We must learn from the mistakes of our past:

·       We must never again allow ourselves to retrogress to a situation where any South African’s status and rights are determined by his race, rather than by his abilities.

·       We must never again permit a situation where the rights of any individual or community can be abused or where the rule of law can be abrogated.

·       Above all, we must never again try to impose a centralised state ideology on the country.  Most ideologies begin with worthy ideals – such as national self-determination or social and economic equality.  The problem arises when governments try to force human nature and economic forces into the narrow ideological channels that they have devised.   Whenever and wherever this has been tried there have been human, social and economic distortions – and sometimes disasters.  Legislation that ignores basic economic realities and experience leads to stagnation, poverty and unemployment. Initiatives that victimise particular communities and groups inevitably lead to alienation, repression and conflict.

As I mentioned at the opening of my speech, this is a never-ending story.   My autobiography deals with a brief chapter in the history of our country.  It was an important chapter which opened with predictions of impending doom but which concluded on a note of optimism and success.
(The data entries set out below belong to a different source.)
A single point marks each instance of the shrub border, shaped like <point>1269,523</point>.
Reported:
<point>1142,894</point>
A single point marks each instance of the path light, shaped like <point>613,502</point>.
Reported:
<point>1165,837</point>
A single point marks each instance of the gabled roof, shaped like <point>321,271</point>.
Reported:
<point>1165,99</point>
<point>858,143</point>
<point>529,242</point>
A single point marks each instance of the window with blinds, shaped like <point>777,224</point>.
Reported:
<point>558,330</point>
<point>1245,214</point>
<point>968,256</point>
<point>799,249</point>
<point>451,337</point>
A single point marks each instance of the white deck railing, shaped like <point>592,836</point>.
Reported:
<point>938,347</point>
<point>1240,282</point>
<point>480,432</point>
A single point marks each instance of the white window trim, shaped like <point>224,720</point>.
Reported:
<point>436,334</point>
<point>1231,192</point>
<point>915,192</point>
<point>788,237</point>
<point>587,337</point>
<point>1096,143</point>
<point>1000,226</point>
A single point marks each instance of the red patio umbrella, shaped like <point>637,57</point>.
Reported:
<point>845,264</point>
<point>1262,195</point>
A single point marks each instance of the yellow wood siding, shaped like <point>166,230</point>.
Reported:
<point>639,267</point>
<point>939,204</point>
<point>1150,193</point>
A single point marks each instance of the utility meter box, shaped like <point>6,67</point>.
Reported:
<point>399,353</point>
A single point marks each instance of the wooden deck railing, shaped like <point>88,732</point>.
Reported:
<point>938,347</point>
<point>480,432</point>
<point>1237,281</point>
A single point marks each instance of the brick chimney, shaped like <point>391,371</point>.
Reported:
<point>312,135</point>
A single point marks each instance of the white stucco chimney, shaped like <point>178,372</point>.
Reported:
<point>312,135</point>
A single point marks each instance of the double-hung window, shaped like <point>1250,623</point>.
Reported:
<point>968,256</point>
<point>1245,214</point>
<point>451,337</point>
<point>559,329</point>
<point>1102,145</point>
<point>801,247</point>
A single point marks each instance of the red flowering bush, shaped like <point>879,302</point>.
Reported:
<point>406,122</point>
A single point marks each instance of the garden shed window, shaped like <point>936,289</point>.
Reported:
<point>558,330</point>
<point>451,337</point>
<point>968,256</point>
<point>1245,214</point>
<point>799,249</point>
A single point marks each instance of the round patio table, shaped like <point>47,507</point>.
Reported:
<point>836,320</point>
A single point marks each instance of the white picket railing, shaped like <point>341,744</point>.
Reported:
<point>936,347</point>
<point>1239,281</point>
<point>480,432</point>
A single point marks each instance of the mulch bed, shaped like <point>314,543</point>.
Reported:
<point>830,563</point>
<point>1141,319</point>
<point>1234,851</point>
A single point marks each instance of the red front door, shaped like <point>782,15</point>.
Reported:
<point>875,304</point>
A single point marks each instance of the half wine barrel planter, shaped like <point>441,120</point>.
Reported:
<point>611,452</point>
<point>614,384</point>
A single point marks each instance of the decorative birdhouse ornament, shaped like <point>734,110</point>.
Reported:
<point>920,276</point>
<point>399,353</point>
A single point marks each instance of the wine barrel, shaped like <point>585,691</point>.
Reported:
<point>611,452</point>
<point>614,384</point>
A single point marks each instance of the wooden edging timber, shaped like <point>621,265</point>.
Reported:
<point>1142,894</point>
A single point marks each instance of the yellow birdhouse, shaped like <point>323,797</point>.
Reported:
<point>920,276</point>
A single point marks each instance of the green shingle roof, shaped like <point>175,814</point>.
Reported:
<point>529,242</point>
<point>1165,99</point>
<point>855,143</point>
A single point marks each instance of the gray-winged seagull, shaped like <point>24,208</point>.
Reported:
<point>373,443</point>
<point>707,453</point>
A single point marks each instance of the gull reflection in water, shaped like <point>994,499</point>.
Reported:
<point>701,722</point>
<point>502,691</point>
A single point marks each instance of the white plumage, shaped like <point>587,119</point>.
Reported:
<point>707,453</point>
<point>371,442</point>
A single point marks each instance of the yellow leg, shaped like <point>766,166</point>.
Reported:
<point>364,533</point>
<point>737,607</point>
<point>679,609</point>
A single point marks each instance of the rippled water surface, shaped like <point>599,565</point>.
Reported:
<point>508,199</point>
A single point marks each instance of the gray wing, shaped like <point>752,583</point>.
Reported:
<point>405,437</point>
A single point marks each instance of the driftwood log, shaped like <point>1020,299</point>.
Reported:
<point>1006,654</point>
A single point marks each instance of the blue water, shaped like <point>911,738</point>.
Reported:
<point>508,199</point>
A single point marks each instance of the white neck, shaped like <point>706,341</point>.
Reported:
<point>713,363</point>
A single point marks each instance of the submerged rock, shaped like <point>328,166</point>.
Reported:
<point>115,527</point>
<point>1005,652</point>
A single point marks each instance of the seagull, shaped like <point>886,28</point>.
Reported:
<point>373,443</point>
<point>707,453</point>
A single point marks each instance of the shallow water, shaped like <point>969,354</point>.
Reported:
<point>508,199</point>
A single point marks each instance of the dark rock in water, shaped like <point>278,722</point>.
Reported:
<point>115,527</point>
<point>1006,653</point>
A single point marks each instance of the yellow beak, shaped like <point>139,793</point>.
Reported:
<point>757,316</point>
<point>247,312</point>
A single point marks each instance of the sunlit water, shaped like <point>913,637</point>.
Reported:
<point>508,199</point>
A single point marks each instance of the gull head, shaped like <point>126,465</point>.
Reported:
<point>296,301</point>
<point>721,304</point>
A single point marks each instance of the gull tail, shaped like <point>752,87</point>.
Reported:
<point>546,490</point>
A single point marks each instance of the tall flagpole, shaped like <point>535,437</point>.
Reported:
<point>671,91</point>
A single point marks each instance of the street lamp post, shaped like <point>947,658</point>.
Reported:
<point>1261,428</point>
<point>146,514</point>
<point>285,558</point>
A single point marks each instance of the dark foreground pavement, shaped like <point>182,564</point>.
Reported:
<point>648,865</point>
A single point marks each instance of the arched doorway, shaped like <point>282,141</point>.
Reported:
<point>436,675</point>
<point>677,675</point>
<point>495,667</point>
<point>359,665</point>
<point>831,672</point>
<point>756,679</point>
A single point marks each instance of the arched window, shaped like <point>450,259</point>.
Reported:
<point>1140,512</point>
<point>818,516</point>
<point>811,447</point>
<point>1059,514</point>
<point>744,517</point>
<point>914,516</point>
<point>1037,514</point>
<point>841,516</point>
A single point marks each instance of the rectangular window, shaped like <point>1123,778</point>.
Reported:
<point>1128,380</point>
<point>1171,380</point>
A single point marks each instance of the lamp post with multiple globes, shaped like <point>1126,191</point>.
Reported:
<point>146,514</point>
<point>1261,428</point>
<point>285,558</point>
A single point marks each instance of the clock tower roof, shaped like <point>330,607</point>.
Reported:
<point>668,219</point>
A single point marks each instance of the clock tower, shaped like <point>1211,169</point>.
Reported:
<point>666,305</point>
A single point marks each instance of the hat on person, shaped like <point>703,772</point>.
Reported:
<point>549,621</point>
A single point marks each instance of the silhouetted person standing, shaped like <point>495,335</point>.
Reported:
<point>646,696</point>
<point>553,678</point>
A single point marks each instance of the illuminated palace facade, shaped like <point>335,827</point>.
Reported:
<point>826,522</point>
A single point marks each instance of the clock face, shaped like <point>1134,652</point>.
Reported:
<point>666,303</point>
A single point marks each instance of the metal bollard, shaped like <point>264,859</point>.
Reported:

Now I have opened another chapter in my own personal book.  I have left party politics forever, but still maintain a very active interest in public affairs.   After all, was it not Pericles who said that a citizen who is not involved in public affairs is not minding his own business, but has no business being here at all!  I remain dedicated to the success of  the new South Africa and have developed an active interest in multicultural societies all over the world.  I have established a Foundation that is committed to nurturing relations between communities here and in other multicultural societies; that is dedicated to supporting our constitution as the foundation of the new South Africa; and that will also stimulate research and debate on the problems of multicultural societies here and throughout the world.

I hope that we will be able to make a modest contribution to ensuring that the present and next generations of South African leaders build on the successes that we achieved and avoid the mistakes that we made.  It will help them if they read – and buy- some of the good books that have been written about those exciting times!